Not sure I love the syntax and the way SQL is embedded between the $$
But it is in the database, can be updated and modified in the same way as all the other stored procedures/functions, allows job control, I assume other control structures for parallel steps etc.
Gonna go read the doco now.
Not trying to dismiss the project - it looks like a lot of hard work has gone in and somebody has a use for it. I just come from an airflow style external orchestrator frame of mind that manages durability state in postgres but keeps the control flow out. Sorry if I came off as a bit snarky
Why would I want to store my control flow in the database and not in code? It feels strange.
Not trying to dismiss the project, I'm just not getting it yet I think.
This one seems to be more database-specific use case. The advantage is probably that you can track the exact state of the job in the database itself, rather than having to cross-reference the workflow log with the codebase and trace through it line by line to figure out what the state is. Plus I assume it's less overhead and latency, and operationally one less thing to spin up.
[1] https://learn.microsoft.com/en-us/azure/durable-task/common/...
Indeed Durable tasks is an exceptional project and was a unique innovation at the time.

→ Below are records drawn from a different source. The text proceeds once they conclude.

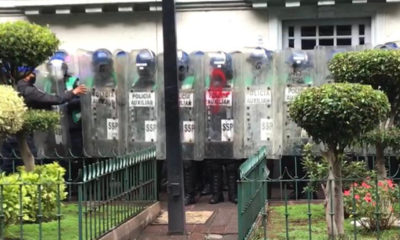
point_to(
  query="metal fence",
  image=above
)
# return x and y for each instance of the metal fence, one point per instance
(102, 194)
(284, 206)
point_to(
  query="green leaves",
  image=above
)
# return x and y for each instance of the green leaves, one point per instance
(378, 68)
(40, 120)
(25, 44)
(49, 176)
(337, 114)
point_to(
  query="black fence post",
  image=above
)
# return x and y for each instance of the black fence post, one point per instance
(176, 211)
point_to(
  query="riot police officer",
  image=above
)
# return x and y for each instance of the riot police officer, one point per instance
(188, 103)
(35, 99)
(220, 126)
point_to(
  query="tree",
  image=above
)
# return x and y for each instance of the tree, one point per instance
(336, 115)
(12, 109)
(380, 69)
(24, 46)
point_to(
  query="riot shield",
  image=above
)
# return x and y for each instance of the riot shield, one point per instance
(52, 78)
(261, 103)
(101, 106)
(145, 102)
(191, 103)
(296, 70)
(219, 95)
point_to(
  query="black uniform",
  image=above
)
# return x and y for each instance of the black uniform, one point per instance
(34, 99)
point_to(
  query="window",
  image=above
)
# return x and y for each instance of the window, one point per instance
(308, 34)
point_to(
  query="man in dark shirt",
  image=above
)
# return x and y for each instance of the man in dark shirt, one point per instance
(34, 99)
(37, 99)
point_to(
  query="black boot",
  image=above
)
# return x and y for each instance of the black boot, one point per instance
(188, 175)
(216, 184)
(232, 181)
(206, 178)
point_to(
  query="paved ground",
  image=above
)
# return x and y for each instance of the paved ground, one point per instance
(222, 224)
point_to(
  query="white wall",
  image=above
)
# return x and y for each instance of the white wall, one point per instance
(207, 30)
(391, 31)
(199, 30)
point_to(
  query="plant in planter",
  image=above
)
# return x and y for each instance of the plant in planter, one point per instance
(380, 69)
(336, 115)
(48, 180)
(317, 167)
(372, 203)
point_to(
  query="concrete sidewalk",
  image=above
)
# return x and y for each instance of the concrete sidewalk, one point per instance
(223, 224)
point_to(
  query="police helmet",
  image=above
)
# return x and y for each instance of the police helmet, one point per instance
(223, 61)
(57, 64)
(102, 61)
(146, 62)
(183, 64)
(259, 57)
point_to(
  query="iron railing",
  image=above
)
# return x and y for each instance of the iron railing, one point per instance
(102, 195)
(252, 192)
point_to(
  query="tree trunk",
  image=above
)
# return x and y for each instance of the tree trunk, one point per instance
(26, 154)
(334, 211)
(380, 161)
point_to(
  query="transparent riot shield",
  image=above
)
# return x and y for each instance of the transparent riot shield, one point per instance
(121, 66)
(100, 107)
(145, 102)
(52, 78)
(296, 70)
(261, 108)
(191, 103)
(220, 124)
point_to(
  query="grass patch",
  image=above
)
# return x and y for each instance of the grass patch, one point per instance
(97, 223)
(298, 225)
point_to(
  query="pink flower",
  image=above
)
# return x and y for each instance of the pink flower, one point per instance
(368, 198)
(390, 183)
(364, 185)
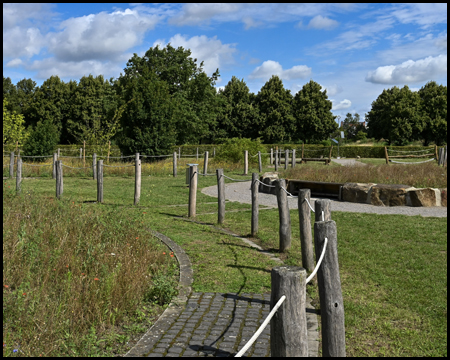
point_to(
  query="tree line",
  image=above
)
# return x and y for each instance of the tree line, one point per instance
(165, 98)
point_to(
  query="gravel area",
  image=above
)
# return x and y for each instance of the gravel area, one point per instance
(240, 192)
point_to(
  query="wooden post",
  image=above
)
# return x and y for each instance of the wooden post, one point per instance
(94, 166)
(288, 328)
(137, 186)
(284, 215)
(322, 205)
(174, 164)
(330, 292)
(18, 175)
(276, 159)
(255, 209)
(55, 158)
(192, 190)
(205, 163)
(259, 161)
(245, 162)
(304, 215)
(109, 148)
(11, 165)
(220, 196)
(59, 180)
(100, 181)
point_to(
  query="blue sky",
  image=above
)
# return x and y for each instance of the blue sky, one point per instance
(352, 50)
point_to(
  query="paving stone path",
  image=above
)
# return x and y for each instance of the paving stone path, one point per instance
(213, 324)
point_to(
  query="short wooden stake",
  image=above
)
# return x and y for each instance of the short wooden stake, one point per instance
(94, 166)
(304, 215)
(174, 164)
(284, 215)
(192, 190)
(322, 206)
(18, 175)
(11, 165)
(330, 292)
(220, 196)
(255, 209)
(137, 186)
(59, 180)
(288, 327)
(205, 163)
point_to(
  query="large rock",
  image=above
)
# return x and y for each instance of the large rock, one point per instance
(389, 194)
(356, 192)
(423, 197)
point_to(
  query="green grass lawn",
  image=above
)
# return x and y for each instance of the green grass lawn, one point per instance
(393, 268)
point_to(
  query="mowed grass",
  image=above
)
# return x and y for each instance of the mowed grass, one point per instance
(393, 268)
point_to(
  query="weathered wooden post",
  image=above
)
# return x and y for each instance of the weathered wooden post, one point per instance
(137, 186)
(59, 180)
(94, 166)
(220, 196)
(304, 215)
(330, 292)
(255, 209)
(100, 181)
(192, 190)
(283, 212)
(174, 164)
(205, 163)
(288, 328)
(11, 165)
(18, 175)
(245, 162)
(259, 161)
(322, 206)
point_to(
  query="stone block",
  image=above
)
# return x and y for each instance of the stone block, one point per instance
(423, 197)
(356, 192)
(388, 194)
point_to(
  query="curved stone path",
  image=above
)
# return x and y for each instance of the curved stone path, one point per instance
(213, 324)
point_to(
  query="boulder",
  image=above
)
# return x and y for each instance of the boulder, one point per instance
(423, 197)
(356, 192)
(388, 194)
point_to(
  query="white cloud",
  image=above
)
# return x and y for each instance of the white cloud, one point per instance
(344, 104)
(270, 67)
(320, 22)
(211, 51)
(100, 37)
(410, 71)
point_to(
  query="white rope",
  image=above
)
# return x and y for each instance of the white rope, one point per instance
(319, 262)
(417, 162)
(309, 205)
(261, 328)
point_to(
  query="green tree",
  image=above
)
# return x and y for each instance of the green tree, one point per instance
(312, 113)
(434, 105)
(275, 108)
(13, 126)
(396, 116)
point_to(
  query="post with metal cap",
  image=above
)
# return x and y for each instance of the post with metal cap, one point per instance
(288, 328)
(220, 196)
(255, 210)
(330, 292)
(100, 181)
(304, 215)
(192, 190)
(284, 215)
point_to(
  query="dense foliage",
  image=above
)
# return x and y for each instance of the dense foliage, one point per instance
(165, 98)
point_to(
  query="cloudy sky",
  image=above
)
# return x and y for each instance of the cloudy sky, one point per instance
(352, 50)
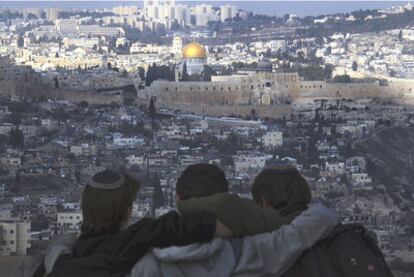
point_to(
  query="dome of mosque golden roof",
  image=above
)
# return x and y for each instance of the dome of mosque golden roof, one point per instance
(194, 50)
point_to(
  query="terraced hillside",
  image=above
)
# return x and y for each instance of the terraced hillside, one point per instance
(390, 155)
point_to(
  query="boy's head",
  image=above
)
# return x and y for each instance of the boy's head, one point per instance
(282, 188)
(200, 180)
(107, 200)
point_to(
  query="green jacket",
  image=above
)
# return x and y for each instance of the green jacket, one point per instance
(243, 216)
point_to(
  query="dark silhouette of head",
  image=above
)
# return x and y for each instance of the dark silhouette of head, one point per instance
(282, 188)
(107, 201)
(200, 180)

pg_durable brings the same reliability and durablity semantics to long running operations within the database.
We have tons of interesting scenarios on the roadmap. Stay tuned! :)
For example, you cant use this: https://www.paradedb.com/blog/hybrid-search-in-postgresql-th...
Also for example, you dont get ultra-wide high dimensionality vectors.
It is nice they are open sourcing pg_durable, but how about adopting table stakes I'd get with AWS?
Don't need to synchronize the backups with anything else that is part of the same data store, good for ETL pipelines and other state machine type jobs.
If your ETL is mostly SQL anyway, then having the actual job being run on the same server helps as well.
Also if all the "state" is in one database, then you have better chance of getting consistent backups.
We use Postgres for that on https://transport.data.gouv.fr (Elixir app which does a fair bit of processing), and it helps.
Not familiar yet with pg_durable though, but I have used or implemented similar solutions and can relate.
One would be able to trigger maintenance jobs via simple lambda functions whose duration is capped.
The provider is an extensibility point. We just shipped the simplest version of it. Happy to take contribs if someone sends a pgmq based provider!